Missionaries around the country were being harassed by both Government
soldiers and rebel fighters. Soon, most of the missions were in ruins. A
Catholic hospital in Monrovia, the capital where most of the bloody fighting
raged, was in ruins.
A vocational school near Cape Palmas run by Salesian Fathers was forced to
close in May after Doe's troops confiscated all of the computers and tools used
to teach trades to the youth. Then the school was turned into a refugee center
for people fleeing Monrovia.
Many Catholic missions, Sister Sponsa said, were targets for the rebels.
They took them over as headquarters and made use of their up-to-date
communications equipment.
By July, attendance at the parish church in Las Palmas was down to a handful
of worshippers. It holds 800 people. Immigrants from Sierra Leone, Ghana and
Guinea gave up their shops, fishing boats, and jobs and returned to their own
countries.
By then the stockpile of food the Bernardine sister had been able to collect
because of "the goodness of people in Atlanta," had dwindled. She and
the children continued to pray. She resisted efforts of the local bishop to get
her to leave when some of the other sisters left.
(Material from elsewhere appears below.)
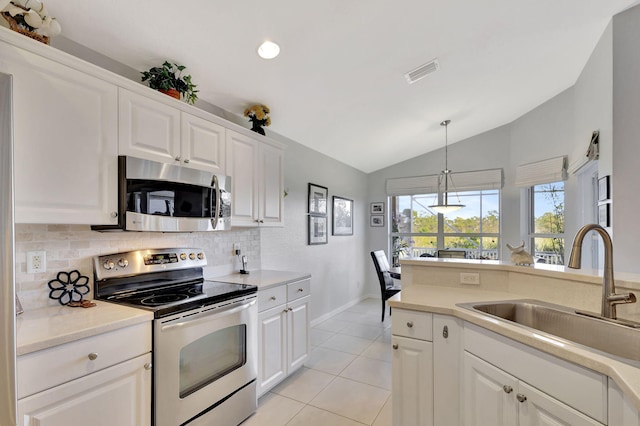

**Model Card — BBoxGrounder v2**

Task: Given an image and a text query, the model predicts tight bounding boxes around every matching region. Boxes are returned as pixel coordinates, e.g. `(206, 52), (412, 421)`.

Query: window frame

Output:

Sister Sponsa, 65, loves Liberia and the people. A nurse, she first went to
Cape Palmas in 1970 and remained there until 1977 when an eye ailment forced
her return to the U.S. She finally went back to Cape Palmas in 1986 and began
treating scores of people daily at Sacred Heart Clinic.
After a two-month visit home in 1988, she returned to Cape Palmas and began
salvaging children. The youngsters she seeks out are unable to stand and walk,
considered "witched" by their families and native society. Polio or
birth defects have left them helpless.
In "African science," sister Sponsa says, such children are a
stigma on the family. They are abandoned in hospitals or left uncared for and
unschooled in their homes.
"I wanted to prove they were handicapped from polio, not from
'witching.' I wanted to prove they could function, that they could learn to
work with their hands."
She had lots of opposition, even from the local bishop. She went in to
homes, to the city hospital and brought the children back to the Bernardine
sisters' mission.
"I would go around picking up kids. None of them could stand
or walk when I met them."
Two years later, about 30 have gone back to their families, rehabilitated,
able to work, to take their place in the world that had rejected them.
"People are beginning to see that it works," she says.
Before the civil war shut the schools, all of her children went to the
regular Catholic elementary school. They speak and study in English. "They
did well. Many are at the head of the class."
One boy, Victor, about 15, went through four grades, beginning with first,
in about 18 months.
She persuaded the local pastor to let the children sing before the Sunday
Mass. Reluctantly he agreed. When the priest and the congregation heard them
they asked them to come back. Now the children sing at all kinds of programs,
in both English and their tribal languages.
Our Lady of Fatima Rehab Center was dedicated last October. Mrs. Cebulski
was able to be there. As sister Sponsa's accountant, she tries to keep her from
overspending for the children. "She always owes the merchants money,"
Mrs. Cebulski says.
"I believe in prayer," her sister answers. It hasn't failed her in
her quest to bring hope to children. Braces, walkers, wheelchairs, medicines,
foods, even pretty dresses for the little girls, are made possible by generous
friends of the center.
She also had benefactors in Tulsa, OK, where her brother, Bishop Eusebius
Beltran presides over the diocese. Two other brothers are in this area. Father
Joseph Beltran is pastor of St. Oliver Plunkett in Snellville, and Frank is an
Atlanta attorney.
The Bernardine sister is sad for the people of devastated Liberia. Yet, her
faith and love sustain her determination to help them.
Besides, "I have a good time," she admits.